Malls are what security experts call “soft targets.” They are large open spaces, have multiple entrances and exits and are often packed with people. “In the United States, there is no appetite for making malls closed environments, where there’s one entry point with a metal detector and X-ray,” Rozin says. “We’re far from that here, and that’s not necessarily bad. But [the more] effort we can put on the pre-incident stages — before you have a guy with a gun or explosives — the more effective it will be.”
In many large malls, security measures begin well before shoppers enter the stores. Parking lots are designed with choke points that funnel cars through areas that cause them to slow down. Some use automatic license plate readers plugged into local police databases. If a car is stolen or has otherwise been flagged, the system can issue an alert.

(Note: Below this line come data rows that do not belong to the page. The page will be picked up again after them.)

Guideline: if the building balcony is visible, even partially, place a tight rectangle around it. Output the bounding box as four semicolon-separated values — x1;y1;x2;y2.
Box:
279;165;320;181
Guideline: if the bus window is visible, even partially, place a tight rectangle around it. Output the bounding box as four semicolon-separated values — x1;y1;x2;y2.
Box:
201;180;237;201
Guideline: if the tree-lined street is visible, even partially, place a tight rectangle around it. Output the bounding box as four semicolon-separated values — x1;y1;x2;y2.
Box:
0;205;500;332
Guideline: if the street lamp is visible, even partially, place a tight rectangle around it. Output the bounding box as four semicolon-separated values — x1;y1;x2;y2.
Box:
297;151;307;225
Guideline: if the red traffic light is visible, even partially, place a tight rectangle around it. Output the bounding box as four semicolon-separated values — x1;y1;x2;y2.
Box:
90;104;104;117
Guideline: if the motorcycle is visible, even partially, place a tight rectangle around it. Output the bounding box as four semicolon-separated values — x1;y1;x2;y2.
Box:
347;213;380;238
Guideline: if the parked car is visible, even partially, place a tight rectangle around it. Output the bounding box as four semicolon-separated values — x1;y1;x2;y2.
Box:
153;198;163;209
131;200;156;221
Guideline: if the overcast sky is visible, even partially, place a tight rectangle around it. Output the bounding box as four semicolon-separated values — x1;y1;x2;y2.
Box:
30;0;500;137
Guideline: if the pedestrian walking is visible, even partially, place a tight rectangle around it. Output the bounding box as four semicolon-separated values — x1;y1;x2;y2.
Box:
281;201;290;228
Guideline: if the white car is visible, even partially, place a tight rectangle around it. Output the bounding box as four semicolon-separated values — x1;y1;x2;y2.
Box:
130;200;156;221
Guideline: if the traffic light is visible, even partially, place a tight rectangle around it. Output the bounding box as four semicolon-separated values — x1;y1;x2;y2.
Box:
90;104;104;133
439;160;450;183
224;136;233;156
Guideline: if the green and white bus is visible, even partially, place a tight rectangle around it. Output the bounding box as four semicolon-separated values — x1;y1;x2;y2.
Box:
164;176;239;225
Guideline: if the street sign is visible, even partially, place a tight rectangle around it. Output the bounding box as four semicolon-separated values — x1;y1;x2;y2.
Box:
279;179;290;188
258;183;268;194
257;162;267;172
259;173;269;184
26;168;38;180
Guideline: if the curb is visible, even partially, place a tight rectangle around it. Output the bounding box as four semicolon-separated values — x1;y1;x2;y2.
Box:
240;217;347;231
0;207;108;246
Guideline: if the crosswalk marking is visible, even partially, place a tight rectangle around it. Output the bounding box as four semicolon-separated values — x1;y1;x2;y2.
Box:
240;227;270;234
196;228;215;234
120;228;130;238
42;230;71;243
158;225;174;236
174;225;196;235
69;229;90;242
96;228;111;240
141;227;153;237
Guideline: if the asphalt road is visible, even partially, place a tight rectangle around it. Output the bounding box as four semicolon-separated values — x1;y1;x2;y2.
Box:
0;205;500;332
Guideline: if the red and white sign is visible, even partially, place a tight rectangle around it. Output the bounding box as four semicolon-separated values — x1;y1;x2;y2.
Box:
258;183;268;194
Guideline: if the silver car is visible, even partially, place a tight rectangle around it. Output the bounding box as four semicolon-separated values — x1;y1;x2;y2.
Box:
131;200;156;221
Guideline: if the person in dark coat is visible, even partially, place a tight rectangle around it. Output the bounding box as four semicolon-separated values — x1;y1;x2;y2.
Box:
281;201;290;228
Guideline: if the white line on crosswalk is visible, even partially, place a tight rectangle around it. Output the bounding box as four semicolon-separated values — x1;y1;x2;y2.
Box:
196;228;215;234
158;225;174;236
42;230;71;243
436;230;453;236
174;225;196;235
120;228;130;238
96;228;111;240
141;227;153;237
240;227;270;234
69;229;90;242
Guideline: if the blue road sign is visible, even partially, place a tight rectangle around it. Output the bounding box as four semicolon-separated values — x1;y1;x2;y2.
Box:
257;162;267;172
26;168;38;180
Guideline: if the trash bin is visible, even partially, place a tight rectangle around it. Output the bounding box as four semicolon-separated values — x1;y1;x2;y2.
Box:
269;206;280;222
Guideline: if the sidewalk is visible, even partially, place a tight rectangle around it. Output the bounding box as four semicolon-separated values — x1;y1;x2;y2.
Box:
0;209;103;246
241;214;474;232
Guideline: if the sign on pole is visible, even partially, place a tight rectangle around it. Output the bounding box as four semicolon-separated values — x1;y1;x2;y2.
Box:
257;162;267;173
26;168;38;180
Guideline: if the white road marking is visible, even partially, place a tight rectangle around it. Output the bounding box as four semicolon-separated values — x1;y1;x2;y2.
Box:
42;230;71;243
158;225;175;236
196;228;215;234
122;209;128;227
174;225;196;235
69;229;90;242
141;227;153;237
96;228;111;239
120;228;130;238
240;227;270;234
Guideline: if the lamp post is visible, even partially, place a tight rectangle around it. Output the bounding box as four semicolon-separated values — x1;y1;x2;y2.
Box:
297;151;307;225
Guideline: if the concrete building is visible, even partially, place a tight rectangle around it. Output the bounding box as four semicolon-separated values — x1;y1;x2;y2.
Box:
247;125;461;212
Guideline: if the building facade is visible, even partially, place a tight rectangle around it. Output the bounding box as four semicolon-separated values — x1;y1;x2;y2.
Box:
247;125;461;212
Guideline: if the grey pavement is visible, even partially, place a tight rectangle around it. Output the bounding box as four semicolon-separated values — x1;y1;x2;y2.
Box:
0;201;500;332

Walk into any shopping center in America and you’ll see uniformed guards — an overt security presence used for deterring crimes as much as stopping them once they’re already happening. But major malls have less obvious systems in place. Cameras record shoppers’ behavior, and bomb sniffing dogs seek out explosives like they do in mass transit hubs. There are also plain-clothes security teams. If they notice someone acting suspiciously, they may approach the person and ask politely, “Can I help you?” The technique, called “soft contact,” is often used in shopping centers in Israel, which have been the target of terror attacks in the past.

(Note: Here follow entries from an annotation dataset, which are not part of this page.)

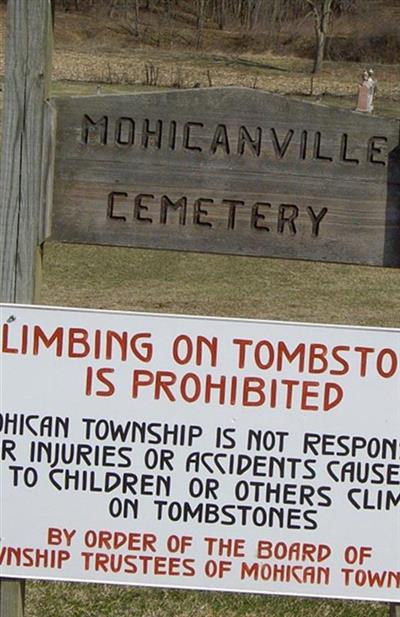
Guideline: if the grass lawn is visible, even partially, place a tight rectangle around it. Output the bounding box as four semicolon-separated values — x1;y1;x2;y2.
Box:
1;65;400;617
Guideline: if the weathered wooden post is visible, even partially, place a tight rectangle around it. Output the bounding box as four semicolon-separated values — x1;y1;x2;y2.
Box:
0;0;52;617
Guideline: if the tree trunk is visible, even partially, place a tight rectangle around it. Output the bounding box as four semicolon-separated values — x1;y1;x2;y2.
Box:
306;0;333;74
313;30;326;74
196;0;206;49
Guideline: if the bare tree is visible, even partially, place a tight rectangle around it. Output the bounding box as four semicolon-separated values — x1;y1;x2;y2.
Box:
196;0;206;49
305;0;334;73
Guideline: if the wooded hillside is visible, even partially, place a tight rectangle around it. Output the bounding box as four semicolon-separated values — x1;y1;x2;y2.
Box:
50;0;400;63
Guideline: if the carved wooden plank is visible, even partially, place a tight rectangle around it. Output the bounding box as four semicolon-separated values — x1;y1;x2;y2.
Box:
0;0;52;617
0;0;52;302
52;88;400;266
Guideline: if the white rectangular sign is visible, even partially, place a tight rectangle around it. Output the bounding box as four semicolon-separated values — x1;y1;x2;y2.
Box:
0;305;400;601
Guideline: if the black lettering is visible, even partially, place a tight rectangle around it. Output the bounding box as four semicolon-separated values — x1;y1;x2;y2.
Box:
340;133;360;165
142;119;162;149
168;120;176;150
307;206;328;238
250;201;271;231
367;137;387;165
271;129;294;159
222;199;244;229
81;114;108;146
300;131;308;161
107;191;128;221
115;118;135;146
238;126;262;156
183;122;204;152
133;193;154;223
314;131;333;162
211;124;230;154
193;198;214;227
160;195;187;225
278;204;299;236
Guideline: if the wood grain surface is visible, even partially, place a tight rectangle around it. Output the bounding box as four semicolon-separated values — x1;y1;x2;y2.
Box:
52;88;400;267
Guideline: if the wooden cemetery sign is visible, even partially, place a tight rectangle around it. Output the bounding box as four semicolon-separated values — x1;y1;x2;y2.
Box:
52;88;400;266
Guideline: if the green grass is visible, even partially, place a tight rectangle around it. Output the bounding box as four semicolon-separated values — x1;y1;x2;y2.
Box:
42;243;400;327
26;582;388;617
10;73;400;617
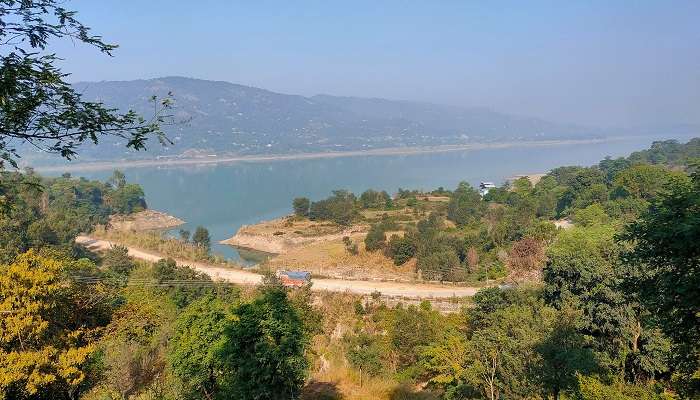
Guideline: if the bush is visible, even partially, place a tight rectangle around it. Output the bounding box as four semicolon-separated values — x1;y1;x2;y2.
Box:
365;224;386;251
385;235;416;265
292;197;311;217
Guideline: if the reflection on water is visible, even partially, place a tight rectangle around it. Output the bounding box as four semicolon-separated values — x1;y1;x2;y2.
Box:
71;137;687;264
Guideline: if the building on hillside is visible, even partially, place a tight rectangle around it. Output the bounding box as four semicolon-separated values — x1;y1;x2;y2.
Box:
479;182;496;197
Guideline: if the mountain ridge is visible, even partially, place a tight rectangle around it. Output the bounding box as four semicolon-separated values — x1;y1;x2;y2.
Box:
24;76;616;160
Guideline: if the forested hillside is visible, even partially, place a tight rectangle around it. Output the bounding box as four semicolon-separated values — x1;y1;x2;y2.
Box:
0;139;700;400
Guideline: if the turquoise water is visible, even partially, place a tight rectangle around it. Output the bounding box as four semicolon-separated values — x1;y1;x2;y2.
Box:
79;137;686;262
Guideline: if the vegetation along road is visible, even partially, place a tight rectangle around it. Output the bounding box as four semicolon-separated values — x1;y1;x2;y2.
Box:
75;236;480;298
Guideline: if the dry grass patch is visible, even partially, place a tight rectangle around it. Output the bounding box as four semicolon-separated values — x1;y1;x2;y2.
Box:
267;234;415;279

One of the most complex mall security challenges in the U.S. is presented by the Mall of America in Bloomington, Minnesota. With 520 stores, 4.3 miles of storefronts, an indoor amusement park and more than 40 million annual visitors, Mall of America personnel train year round for security issues from shoplifting to an active shooter situation. In an interview with trade publication Security Info Watch, Mall of America’s security director Doug Reynolds described lockdown drills, which the mall conducts twice a month. When security sounds an alarm, the stores bring customers inside, locking the gates and turning off the lights. “We make it simple,” Reynolds said. The mall also relies on behavioral recognition techniques to try and identify anything out of the ordinary. (Mall of America declined to comment for this story.)

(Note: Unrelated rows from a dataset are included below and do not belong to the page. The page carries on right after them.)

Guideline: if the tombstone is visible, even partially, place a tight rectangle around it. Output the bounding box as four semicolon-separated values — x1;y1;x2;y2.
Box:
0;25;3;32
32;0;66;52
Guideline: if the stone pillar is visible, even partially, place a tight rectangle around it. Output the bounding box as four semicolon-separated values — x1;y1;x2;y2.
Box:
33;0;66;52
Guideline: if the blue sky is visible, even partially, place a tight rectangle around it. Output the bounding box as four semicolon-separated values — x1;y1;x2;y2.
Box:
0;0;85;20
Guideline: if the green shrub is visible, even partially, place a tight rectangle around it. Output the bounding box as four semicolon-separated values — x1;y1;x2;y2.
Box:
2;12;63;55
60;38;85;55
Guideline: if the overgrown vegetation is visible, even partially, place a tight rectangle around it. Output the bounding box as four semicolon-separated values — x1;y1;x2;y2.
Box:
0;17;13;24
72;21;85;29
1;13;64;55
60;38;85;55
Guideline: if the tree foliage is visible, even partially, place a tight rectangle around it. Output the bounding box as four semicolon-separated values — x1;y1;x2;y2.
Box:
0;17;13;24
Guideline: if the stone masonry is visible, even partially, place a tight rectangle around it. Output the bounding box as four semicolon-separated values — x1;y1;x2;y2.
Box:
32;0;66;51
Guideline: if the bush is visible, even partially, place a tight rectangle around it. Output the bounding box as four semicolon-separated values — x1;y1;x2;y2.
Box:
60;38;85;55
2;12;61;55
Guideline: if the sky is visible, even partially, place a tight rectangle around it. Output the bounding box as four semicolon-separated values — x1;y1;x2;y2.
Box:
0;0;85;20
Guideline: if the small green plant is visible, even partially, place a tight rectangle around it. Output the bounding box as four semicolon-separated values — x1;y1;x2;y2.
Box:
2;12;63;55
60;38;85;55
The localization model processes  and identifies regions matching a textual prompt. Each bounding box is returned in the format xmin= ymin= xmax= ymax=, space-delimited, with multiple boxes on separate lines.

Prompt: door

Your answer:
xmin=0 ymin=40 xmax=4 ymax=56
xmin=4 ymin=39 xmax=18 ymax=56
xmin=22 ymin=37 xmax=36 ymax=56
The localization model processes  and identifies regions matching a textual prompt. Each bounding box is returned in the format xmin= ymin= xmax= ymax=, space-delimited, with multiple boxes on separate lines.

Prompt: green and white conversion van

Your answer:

No system is perfect and, although they remain rare, mall shootings have happened in the U.S. In 2007, a 19-year-old man killed nine people, including himself, and injured four others at the Westroads Mall in Omaha, Nebraska; in 2012, a 22-year-old man with a stolen semiautomatic rifle killed two people and committed suicide at the Clackamas Town Center in Oregon. Authorities have also thwarted at least two planned attacks since 2002. But none of those incidents compares to the carnage in Nairobi. For that, you might want to thank the often maligned “mall cop.”